Quality measures related to medications, such as antipsychotic and anti-anxiety drugs, are still triggered based on whether or not the resident received the medication, and this remains unchanged with the checkbox system. However, the major modification lies in the requirement to check for indications noted for all medications within that classification during the seven-day period.

“There’s no kind of overflowing impact on quality measures with the changes to Section N. But the major change was that we have to check if there’s an indication noted for all medications within that classification that the resident received during the seven-day look-back period,” Jessie McGill, RN and curriculum development specialist at AAPACN told Skilled Nursing News.

McGill said that while many facilities may already have processes in place for this, it is crucial for MDS nurses to carefully evaluate and verify indications. Caregivers should not blindly accept any indication connected to a medication if it lacks logical sense or lacks direct physician documentation, especially if it involves off-label usage.

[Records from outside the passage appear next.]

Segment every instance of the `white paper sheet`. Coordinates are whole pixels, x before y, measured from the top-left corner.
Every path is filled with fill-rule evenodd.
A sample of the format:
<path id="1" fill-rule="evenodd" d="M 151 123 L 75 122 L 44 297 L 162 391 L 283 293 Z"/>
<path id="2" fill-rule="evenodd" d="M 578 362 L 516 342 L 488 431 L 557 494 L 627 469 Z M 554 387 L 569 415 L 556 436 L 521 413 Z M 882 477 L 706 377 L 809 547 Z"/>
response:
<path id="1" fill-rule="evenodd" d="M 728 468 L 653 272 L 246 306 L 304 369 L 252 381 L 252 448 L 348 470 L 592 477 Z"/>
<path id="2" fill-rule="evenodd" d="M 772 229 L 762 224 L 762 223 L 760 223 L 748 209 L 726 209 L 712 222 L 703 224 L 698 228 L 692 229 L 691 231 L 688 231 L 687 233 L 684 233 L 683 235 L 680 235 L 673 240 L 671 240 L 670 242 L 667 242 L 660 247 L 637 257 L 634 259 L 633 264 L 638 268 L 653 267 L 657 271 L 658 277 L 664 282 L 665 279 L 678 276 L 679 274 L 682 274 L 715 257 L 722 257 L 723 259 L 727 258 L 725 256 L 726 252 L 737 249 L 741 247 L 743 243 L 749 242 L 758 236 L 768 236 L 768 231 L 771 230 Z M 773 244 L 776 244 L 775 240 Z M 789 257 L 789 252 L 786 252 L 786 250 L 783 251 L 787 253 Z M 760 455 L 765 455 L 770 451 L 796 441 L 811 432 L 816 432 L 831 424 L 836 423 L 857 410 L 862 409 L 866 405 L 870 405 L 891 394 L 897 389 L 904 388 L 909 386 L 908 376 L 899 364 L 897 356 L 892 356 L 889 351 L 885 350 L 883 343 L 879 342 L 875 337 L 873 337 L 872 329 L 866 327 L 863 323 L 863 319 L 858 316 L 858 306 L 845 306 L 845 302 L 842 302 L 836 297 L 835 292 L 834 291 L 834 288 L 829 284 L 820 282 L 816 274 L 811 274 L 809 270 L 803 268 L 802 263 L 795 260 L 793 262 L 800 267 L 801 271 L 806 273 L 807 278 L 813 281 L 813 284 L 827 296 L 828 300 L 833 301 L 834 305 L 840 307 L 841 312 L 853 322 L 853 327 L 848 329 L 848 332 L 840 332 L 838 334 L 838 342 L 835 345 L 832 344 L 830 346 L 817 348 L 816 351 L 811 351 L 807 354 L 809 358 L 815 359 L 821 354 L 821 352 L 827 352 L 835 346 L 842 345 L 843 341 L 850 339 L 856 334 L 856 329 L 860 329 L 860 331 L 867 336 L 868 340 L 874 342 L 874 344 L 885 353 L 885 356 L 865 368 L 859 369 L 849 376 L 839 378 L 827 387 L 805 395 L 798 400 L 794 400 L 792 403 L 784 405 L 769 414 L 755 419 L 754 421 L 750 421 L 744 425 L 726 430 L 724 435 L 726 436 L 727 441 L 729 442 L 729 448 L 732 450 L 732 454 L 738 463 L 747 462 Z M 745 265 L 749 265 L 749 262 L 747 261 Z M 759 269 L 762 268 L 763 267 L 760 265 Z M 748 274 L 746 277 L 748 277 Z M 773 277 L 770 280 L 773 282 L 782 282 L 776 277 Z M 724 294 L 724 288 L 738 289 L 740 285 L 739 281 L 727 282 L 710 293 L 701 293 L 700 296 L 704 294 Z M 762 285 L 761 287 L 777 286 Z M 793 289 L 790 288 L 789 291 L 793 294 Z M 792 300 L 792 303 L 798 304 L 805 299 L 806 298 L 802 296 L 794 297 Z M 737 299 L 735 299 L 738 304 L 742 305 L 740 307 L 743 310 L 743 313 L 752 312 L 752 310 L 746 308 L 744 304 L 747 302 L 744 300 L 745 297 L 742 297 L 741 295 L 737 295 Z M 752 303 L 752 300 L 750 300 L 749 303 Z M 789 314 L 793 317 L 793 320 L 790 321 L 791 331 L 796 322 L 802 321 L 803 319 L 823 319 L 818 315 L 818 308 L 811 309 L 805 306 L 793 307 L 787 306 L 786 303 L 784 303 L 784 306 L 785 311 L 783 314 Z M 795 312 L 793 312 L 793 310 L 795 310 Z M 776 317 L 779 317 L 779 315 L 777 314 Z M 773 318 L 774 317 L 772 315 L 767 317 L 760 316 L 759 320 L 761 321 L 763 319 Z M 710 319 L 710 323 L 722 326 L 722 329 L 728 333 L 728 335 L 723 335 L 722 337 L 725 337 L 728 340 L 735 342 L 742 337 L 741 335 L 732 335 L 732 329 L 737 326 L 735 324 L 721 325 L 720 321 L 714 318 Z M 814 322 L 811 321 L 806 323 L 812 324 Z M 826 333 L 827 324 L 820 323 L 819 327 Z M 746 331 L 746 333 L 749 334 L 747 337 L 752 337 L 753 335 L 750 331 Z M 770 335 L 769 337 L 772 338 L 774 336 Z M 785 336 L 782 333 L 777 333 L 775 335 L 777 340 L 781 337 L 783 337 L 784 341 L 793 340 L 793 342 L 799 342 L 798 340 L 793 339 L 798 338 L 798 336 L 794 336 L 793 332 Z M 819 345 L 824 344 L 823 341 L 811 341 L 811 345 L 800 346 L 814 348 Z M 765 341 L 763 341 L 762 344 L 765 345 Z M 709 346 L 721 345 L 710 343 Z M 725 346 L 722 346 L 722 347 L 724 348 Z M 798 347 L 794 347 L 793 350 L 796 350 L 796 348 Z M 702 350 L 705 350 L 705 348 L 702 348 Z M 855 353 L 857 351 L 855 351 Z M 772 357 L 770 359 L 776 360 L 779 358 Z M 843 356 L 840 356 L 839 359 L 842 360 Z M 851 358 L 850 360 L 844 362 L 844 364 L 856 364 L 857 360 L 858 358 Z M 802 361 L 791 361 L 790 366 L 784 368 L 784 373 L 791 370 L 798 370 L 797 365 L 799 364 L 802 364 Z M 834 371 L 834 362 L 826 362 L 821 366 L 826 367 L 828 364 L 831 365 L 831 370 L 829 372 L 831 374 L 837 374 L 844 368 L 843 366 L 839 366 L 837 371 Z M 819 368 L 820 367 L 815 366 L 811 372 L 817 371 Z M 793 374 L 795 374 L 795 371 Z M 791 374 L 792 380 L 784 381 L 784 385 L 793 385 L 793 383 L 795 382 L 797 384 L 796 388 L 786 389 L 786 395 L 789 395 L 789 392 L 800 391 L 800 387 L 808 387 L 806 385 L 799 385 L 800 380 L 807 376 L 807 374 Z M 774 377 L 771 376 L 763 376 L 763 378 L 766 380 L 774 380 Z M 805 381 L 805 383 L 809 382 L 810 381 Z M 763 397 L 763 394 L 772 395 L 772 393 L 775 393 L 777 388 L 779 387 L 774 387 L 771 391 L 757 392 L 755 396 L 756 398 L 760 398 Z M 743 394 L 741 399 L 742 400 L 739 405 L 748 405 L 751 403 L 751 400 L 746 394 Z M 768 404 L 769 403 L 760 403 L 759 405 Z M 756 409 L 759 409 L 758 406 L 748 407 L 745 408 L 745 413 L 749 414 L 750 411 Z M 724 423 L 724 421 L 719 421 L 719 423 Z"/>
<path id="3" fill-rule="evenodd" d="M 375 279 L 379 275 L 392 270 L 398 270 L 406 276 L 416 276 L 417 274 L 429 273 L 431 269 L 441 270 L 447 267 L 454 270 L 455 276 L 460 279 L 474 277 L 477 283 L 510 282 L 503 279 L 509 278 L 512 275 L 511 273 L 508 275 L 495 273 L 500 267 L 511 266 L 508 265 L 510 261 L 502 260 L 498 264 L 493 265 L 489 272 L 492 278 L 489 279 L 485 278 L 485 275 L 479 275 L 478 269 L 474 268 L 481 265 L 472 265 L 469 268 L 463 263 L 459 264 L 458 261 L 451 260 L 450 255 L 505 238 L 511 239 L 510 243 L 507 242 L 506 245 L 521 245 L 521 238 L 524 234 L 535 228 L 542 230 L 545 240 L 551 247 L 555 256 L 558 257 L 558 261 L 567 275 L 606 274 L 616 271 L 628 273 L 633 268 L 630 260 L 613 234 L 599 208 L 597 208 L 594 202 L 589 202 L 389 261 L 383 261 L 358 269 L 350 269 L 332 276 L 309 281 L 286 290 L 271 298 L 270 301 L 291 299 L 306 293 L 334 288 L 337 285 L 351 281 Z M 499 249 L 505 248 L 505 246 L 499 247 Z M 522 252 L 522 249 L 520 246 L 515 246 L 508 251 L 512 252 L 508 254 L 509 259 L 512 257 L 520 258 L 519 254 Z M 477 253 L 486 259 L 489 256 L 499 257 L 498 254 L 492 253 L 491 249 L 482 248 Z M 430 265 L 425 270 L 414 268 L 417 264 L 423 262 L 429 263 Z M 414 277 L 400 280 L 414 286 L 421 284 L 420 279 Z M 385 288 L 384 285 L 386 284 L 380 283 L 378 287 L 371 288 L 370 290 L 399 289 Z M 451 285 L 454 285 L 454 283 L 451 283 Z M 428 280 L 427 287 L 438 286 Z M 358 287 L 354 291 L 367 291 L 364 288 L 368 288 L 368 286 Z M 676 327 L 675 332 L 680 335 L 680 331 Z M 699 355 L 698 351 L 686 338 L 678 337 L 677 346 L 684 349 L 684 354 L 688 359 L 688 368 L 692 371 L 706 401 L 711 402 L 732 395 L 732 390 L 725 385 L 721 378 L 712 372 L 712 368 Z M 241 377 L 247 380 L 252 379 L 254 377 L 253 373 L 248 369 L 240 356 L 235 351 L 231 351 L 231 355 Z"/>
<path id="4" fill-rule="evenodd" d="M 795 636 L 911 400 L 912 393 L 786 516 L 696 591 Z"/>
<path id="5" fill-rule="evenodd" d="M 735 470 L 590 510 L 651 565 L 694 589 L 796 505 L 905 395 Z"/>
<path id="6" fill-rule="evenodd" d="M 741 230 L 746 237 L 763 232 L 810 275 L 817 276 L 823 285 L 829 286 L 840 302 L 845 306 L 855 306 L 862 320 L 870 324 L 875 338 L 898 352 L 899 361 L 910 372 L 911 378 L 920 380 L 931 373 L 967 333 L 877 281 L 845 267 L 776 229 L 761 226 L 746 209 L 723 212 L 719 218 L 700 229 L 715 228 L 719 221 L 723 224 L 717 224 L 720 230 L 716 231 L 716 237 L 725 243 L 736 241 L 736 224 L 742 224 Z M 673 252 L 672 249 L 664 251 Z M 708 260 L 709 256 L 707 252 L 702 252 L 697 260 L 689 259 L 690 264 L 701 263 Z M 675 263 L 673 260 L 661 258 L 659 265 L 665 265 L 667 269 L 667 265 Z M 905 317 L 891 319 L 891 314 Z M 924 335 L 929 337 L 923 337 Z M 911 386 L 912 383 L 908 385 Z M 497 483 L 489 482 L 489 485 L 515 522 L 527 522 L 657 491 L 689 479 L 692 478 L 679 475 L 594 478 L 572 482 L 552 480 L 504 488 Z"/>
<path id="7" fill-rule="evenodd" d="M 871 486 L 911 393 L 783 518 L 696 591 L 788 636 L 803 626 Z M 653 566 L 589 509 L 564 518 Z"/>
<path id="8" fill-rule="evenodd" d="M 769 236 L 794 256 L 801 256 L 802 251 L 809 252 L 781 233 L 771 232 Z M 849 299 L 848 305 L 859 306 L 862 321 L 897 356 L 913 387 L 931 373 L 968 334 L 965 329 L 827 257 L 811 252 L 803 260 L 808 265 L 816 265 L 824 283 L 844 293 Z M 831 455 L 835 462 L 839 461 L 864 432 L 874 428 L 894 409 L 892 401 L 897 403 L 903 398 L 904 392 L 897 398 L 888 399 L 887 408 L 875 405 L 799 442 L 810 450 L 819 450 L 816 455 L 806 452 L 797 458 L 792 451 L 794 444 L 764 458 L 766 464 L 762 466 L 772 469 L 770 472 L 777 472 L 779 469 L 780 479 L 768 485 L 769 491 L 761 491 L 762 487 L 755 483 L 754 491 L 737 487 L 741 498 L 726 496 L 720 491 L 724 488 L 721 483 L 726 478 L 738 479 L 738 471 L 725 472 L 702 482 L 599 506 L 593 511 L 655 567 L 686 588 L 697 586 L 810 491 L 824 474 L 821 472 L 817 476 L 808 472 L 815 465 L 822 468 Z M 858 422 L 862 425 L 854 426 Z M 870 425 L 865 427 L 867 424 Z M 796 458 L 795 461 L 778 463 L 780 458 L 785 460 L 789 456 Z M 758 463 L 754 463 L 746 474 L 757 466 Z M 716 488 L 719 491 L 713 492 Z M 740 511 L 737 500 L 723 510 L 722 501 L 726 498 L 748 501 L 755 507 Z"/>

This thorough investigation ensures appropriate and accurate documentation for all medications administered to residents, leading to improved quality of care and regulatory compliance.

“We want to make sure that we’re not just signing saying yes, they have an indication based on documentation that may not make sense but investigating that further to make sure we do have appropriate documentation and an appropriate indication for all medications that the resident receives,” she said.

McGill said that for facilities with a weaker system in place, it is advisable to start with the basics and introduce a template that nurses can use for new medication orders. This template should include checkboxes for verifying the order details, such as medication, dosage, route, frequency, and indication of use.

Additionally, she recommends offering training to nurses on how to appropriately query the physician to obtain the indication of use if it was not initially provided with the order. Ensuring this information is documented and accessible will enhance the accuracy and compliance of medication coding.

“I would say, when looking at your process for nurses receiving new orders, follow up with the physician right away if the indication of use was not received with the order,” she said. “Also, provide education to the nurses that, despite their clinical judgment, it is essential to obtain documentation from the physician regarding the purpose of medication administration.”